InvokeDynamic has been adopted by dynamic language implementations on the JVM including JRuby, Jython, Groovy, Clojure, and experimental use in Scala compilers for lambda translation. Libraries and frameworks such as Dynalink, ASM, and the ASM-based toolchains assist compilers and transpilers in emitting the new opcode. The OpenJDK project and vendors like Oracle Corporation and Red Hat integrated runtime support, while projects like GraalVM and Eclipse OpenJ9 explored optimized implementations for cloud and native-image use.

Performance and Optimization

InvokeDynamic enables performance improvements by allowing runtime linkers to create optimized MethodHandle chains and facilitate inlining by JIT compilers, reducing the need for expensive reflection calls. Optimizations use strategies from polymorphic inline cache designs and patchable callsites to maintain fast paths for hot invocations; VMs such as HotSpot and GraalVM recognize stable targets and apply speculative inlining. Benchmarking discussions involved contributors from SPEC and language communities like JRuby and Groovy, with case studies showing decreased call overhead and better peak performance for dynamic workloads.

Examples and Use Cases

InvokeDynamic is used to implement dynamic method invocation in language runtimes: JRuby maps Ruby dispatch to callsites, Jython does likewise for Python, and Groovy compiles dynamic calls to dyn-call sites.

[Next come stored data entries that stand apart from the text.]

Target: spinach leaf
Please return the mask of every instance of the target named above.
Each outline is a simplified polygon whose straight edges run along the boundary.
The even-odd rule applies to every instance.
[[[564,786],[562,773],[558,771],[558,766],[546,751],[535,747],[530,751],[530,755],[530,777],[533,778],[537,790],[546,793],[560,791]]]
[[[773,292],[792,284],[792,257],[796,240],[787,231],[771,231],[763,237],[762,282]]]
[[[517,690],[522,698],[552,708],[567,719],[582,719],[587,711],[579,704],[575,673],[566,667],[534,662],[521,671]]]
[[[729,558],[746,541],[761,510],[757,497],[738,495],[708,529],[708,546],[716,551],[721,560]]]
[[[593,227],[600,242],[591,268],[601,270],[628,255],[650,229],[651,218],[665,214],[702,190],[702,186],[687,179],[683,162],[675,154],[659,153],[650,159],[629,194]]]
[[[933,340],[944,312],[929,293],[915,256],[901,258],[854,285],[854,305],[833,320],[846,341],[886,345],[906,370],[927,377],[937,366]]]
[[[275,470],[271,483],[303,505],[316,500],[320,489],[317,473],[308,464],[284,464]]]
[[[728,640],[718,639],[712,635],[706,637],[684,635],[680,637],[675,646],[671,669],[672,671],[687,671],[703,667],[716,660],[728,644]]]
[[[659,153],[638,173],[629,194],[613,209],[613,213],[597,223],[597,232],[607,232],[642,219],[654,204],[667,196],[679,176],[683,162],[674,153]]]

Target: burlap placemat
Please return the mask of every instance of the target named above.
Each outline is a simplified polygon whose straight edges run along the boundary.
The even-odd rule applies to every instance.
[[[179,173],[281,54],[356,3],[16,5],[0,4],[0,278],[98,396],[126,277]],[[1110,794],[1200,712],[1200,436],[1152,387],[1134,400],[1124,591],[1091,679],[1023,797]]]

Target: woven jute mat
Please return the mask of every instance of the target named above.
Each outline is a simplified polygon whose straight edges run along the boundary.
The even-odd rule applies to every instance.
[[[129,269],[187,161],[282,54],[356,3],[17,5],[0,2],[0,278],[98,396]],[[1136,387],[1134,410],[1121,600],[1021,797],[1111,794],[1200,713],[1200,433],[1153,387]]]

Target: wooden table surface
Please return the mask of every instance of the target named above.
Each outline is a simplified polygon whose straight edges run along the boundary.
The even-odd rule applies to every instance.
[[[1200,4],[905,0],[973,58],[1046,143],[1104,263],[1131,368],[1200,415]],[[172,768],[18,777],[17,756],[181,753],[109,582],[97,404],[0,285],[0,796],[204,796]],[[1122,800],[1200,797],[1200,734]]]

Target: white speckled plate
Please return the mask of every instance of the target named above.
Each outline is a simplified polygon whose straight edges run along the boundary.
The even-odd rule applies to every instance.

Frameworks performing runtime code generation such as Hibernate and Spring Framework adopted related bytecode techniques for proxies and lambda translation, often via tools like ASM and ByteBuddy. Server-side platforms like Apache Tomcat and Jetty indirectly benefit when web frameworks built atop dynamic languages gain performance improvements.

Criticisms and Limitations

Critics from communities around Clojure and Scala noted that InvokeDynamic adds complexity to the JVM specification and that portability issues arise across different VM implementations like OpenJDK variants and GraalVM. Some argued that language-integrated solutions such as direct native-image compilation or alternative runtimes (e.g., GraalVM's polyglot engine) can bypass the need for dyn linkage. Others pointed to tooling and debugging complexity in profilers like VisualVM and build systems such as Maven when dealing with dynamically-linked callsites.